El sol y el poder: su identidad como marca
Para Luis XIV, el sol no era solo un símbolo estético, sino la piedra angular de su identidad visual. La monarquía del Rey Sol se apoyaba en una narrativa visual poderosa: él era el centro, el astro que iluminaba todo su reino. A través del lujo, el arte y la arquitectura —como el esplendor de Versalles— construyó una imagen coherente y simbólica que reforzaba su autoridad. Esta combinación de símbolos (el sol) con el arte y el ritual permitía que su figura trascendiera lo puramente político; era un relato visual pensado para perdurar.

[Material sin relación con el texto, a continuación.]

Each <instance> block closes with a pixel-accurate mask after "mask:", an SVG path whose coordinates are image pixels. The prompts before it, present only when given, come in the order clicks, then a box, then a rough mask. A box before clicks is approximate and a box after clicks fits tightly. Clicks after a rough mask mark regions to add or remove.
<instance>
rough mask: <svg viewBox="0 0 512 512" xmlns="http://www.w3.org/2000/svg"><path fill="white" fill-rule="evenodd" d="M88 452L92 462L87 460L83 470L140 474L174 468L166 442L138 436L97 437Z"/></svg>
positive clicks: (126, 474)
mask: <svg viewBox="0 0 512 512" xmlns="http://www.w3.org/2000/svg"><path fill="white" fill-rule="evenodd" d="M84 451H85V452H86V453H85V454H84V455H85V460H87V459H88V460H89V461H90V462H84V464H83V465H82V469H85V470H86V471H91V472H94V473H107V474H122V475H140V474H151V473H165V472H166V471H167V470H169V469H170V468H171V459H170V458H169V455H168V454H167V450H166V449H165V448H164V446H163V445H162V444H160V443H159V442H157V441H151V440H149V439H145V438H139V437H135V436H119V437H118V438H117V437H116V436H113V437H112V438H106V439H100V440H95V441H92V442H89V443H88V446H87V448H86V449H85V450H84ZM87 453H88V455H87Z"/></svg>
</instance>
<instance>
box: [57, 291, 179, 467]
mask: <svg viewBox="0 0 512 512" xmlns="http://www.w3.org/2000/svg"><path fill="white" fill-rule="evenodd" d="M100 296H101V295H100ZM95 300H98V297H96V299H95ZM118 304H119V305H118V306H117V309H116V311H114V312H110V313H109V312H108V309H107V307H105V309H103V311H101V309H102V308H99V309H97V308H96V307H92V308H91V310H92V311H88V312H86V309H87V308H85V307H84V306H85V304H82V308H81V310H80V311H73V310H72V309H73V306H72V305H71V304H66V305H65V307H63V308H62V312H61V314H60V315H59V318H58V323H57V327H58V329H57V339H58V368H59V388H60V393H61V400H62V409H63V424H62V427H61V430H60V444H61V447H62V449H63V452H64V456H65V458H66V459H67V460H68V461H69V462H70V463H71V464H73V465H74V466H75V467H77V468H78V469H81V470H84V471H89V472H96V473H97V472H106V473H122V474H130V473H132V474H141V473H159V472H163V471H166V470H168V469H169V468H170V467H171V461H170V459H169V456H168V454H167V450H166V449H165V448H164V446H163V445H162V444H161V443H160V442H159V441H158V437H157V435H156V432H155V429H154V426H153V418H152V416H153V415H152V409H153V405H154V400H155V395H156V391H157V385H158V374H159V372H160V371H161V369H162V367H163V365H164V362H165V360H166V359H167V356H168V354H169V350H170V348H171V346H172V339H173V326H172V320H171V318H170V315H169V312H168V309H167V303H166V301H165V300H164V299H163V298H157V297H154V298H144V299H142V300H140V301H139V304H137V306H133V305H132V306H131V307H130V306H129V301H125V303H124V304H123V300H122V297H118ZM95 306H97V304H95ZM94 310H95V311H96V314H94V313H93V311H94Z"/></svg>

Branding político en tiempos del absolutismo
Freire-Sánchez y Serra-Florensa interpretan la figura de Luis XIV desde una óptica moderna de marketing político: no solo gobernaba, sino que se representaba. Cada retrato —como el famoso óleo de Hyacinthe Rigaud—, cada ceremonia de la corte y cada escultura obedecían a una estrategia para consolidar su presencia pública. Su reinado era, en efecto, una especie de campaña constante.
Además, su uso del arte y la arquitectura no era casual. Construir Versalles o encargar retratos servía para embellecer a la par que era una forma de comunicación estratégica. Con cada imagen, enviaba un mensaje al mundo: “yo soy el centro”, “mi poder es divino y eterno”.
Coherencia simbólica: clave del éxito
Lo que resulta especialmente interesante es cómo Luis XIV mantuvo una coherencia simbólica: su figura pública (el “Rey Sol”), su mensaje de poder (autoridad, lujo, legitimidad) y sus acciones políticas estaban perfectamente alineadas. No era solo un rey que hablaba de grandeza, sino alguien que construía un universo simbólico a su alrededor. Esa coherencia es algo que hoy valoramos muchísimo en marca personal moderna: no basta con tener un buen logotipo o un mensaje atractivo; hay que vivirlo.
¿Un precursor del marketing moderno?
Para los autores, es evidente que Luis XIV fue un verdadero pionero del branding estratégico: aunque no disponía de medios digitales, diseñó su imagen pública con una visión deliberada. Supo proyectar su marca más allá del corto plazo, construyendo un legado simbólico. En ese sentido, muchas de las prácticas que hoy asociamos con el personal branding tienen ya su precedencia en su reinado.
¿Qué podemos aprender los estudiantes de Publicidad y RRPP?
Uno de los hallazgos interesantes es que la marca personal ha existido siempre, incluso en reyes absolutistas, en emperadores como Julio César o en personajes ilustres, aunque muchos o eran conscientes de ello. Del mismo modo, que una identidad de marca coherente, alineada con valores y propósito, genera legitimidad y reconocimiento.
Por otro lado, la estrategia de marca pública puede servir para lanzar mensajes duraderos, mantener una reputación y proyectar poder. Y, del mismo modo, que Luis XIV fue un pionero en el manejo estratégico de la imagen pública, anticipando prácticas modernas de comunicación y marca personal.